The sources for wearing a kippah can be found in the Talmud. In tractate Shabbat it states you should Cover your head in order that the fear of heaven may be on you. As well, in tractate Kiddushin it states Rabbi Honah ben Joshua never walked 4 cubits with his head uncovered. He explained: Because the Divine Presence is always over me. The obligation of wearing a yarmulke, halakhic experts agree that it is a custom.
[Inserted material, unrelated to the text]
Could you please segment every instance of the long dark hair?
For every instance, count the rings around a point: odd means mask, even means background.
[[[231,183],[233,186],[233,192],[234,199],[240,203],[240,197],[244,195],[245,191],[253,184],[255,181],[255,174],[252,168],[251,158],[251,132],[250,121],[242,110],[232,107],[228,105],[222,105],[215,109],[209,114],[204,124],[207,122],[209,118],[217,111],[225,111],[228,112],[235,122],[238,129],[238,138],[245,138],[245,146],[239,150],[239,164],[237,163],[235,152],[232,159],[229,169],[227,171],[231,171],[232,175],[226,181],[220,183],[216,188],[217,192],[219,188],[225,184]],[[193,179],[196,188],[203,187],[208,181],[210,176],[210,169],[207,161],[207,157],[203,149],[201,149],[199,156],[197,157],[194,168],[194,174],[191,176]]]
The prevailing view among Rabbinical authorities is that this custom has taken on a force of law because it is an act of Kiddush Ha-Shem, "Sanctifying the Holy Name". From a strictly talmudic point of view, however, the only moment when a Jewish man is required to cover his head is during prayer (Mishne Torah, Ahavah, Hilkhot Tefilah 5:5).
Even this interpretation is in question; as recently as the 1600 huderds , scholar David Haley of Ostrog, Russia, suggested that all Jews should never uncover their heads in order to help distinguish them from Christians- especially while they are at prayer.
A Hasidic/Kabbalist tradition states that the kippah reflects several ideas: one is that Ha-Shem covers us with His Divine Palm; indeed, the Hebrew word kaf means either "cloud" or "palm of the hand". The Hebrew letter kav is the first letter of the word kippah.
Reasons given for wearing a kippah today include:
recognition that God is "above" humankind;
"identification" with the Jewish people;
demonstration of the "ministry" of all Jews.